Fortune-telling, tarot, palms, tattoos, maritime mischief and Greco-Roman wristlocks. Ms. Twilight was proving to be a series of consecutive surprises.


“Life-line, love-line and accumulation of wealth and power line, right?” Sometimes my wit fails me, I’ll admit, but I was struggling with being manhandled the moment before.


Ms. Twilight’s mouth evened out at my poke at her profession, which she surely took quite serious. “Much can be gleaned from one’s palm. None of it, however, comes from the fold-lines of your hand.” Her tone was harder. The seduction was over. I was in the spider’s web and now she was going to explain every aspect of the surgical procedure to her helpless patient.


Ms. Twilight observed my palm, my whole hand. She turned it over a few times, studying something closely. Eyes narrowed, she said, “The art of reading palms is sometimes referred to as Chiromancy and draws its Hindu and Romani roots some five thousand years ago.”


“Romani?” I said, fearful she may break my wrist for being ignorant.


“Gypsies,” she said evenly, never looking away from her thorough inspection of my hand.
“In Ancient Greece, each area of the hand and fingers were associated with a god or goddess. Elsewhere, these same areas were given associations with the signs of the Zodiac. The overall shape of the hand is, in some methods, interpreted and determined to be one of the four basic geological elements – Earth, Air, Water or Fire.


“And I don’t have to tell you what skeptics say about palm reading.”


“No.” I gave a weak chuckle, trying to seem informed. Yes, I can laugh at your industry jokes.
She paused to give me a blank, yet clearly disappointed, look.


“I don’t deal with any of this. I read palms simply as a vehicle, or a medium.” She finished her inspection and straightened up, pushing my hand to the surface of the table, palm up.
“Electric currents in the human body, obviously most important in the brain and heart, are also concentrated in the hands. Hands, the objects of a majority of voluntary directions from the brain, are therefore hotbeds for the type of concentration that gives one such as Ms. Twilight her sight. It doesn’t hurt, either, that the hands are filled with some of the most sensitive nerve endings and heavily used during sexual encounters, reciprocating pleasure back to the brain. Consider next time you get your paw on your girlfriend’s tit.”


This last froze me. It was no more than a coincidental statement and one she’d probably send to a thousand other horny little morons and dirty middle-aged yuppies. Nonetheless, if the caress of her soft fingers on my palm was making me hard or putting me to sleep (or both), I was paying strict attention after that. I straightened my back and cleared my throat, trying to indicate to Ms. Twilight a more professional approach.

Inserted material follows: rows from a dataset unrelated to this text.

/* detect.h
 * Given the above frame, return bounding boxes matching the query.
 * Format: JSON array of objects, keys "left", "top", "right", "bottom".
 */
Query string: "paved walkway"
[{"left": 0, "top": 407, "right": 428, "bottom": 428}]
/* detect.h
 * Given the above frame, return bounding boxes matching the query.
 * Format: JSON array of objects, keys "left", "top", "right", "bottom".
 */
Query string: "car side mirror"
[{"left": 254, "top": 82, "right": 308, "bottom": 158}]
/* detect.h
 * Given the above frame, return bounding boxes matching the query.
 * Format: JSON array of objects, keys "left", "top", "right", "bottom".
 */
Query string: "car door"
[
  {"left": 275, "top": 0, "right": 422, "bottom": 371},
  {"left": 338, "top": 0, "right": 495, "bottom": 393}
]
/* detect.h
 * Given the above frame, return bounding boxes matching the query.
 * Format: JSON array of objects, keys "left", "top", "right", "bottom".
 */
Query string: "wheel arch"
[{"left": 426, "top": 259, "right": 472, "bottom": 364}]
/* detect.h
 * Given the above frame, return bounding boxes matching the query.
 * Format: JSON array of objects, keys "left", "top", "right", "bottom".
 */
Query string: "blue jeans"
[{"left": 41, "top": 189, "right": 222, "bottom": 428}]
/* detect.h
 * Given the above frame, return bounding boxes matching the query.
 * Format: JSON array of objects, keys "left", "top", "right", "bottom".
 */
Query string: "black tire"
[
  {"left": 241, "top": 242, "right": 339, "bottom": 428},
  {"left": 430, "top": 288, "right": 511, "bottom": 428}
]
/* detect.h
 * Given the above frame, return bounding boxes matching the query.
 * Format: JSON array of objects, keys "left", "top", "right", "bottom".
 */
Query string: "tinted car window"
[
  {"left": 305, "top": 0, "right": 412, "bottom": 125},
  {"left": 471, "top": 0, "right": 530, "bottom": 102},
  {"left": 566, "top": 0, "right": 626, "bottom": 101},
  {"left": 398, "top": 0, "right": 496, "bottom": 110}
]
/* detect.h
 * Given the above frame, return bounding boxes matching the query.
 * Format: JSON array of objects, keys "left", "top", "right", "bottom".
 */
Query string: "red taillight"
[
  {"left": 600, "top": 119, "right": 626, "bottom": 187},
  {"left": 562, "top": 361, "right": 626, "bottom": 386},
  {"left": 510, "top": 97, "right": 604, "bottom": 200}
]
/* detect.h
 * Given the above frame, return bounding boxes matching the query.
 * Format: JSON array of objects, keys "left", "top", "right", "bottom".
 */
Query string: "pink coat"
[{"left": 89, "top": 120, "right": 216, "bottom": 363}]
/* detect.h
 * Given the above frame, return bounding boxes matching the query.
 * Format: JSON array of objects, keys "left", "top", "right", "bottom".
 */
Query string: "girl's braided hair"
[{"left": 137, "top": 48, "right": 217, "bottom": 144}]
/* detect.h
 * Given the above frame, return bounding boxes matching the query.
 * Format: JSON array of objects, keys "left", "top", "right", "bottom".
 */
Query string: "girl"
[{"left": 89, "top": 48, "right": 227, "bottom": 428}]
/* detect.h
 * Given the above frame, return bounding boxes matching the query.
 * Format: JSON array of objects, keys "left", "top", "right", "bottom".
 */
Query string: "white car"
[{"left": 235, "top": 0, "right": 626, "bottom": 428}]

“Now,” she said, “to business.” Her eyes widened and her smile returned. Was there a hint of hunger in it? “I’ll ask that you hold as still as you can. Also, unless I ask you a question, please don’t speak until I release your hand.” I wondered if she’d slipped into the first-person by accident, or if business meant it was time to raise the curtain and shed the schtick.
Ms. Twilight’s left hand held mine a little tighter and the play the fingers of her right hand made over my palm slowed. She pressed them to my skin harder with the slower motion, as if trying to sponge up some of that electricity she’d mentioned before. I thought of Mr. Spock and Vulcan mind melds.


She closed her eyes and tilted her head down a bit, her nose six inches from her own hands and the dance her fingers performed. Her breathing slowed and grew louder.

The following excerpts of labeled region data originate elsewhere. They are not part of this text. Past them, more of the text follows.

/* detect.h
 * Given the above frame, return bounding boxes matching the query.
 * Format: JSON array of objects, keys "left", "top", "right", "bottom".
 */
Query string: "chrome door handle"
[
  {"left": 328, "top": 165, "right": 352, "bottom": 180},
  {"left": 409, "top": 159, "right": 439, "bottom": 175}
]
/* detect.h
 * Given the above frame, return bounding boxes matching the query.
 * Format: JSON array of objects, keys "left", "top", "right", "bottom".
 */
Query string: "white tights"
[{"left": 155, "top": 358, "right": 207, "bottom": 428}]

The sexual quality of her breathing and the concentration on her face, not to mention the slow, steady caress of her fingers was wildly arousing. That scared me, too. I tried to drive the feeling away. I tried to think of Avery, maybe of the fear I’d felt earlier; whatever it took to not seem like a pervert. I fidgeted my waist and legs, trying to adjust my shorts which were a bit tighter than a moment before.


That proved to be a wrong move – both the fidgeting and the focus on Avery.Simultaneously, Ms. Twilight opened her eyes, shooting me a glare, and whispered, “Fear.”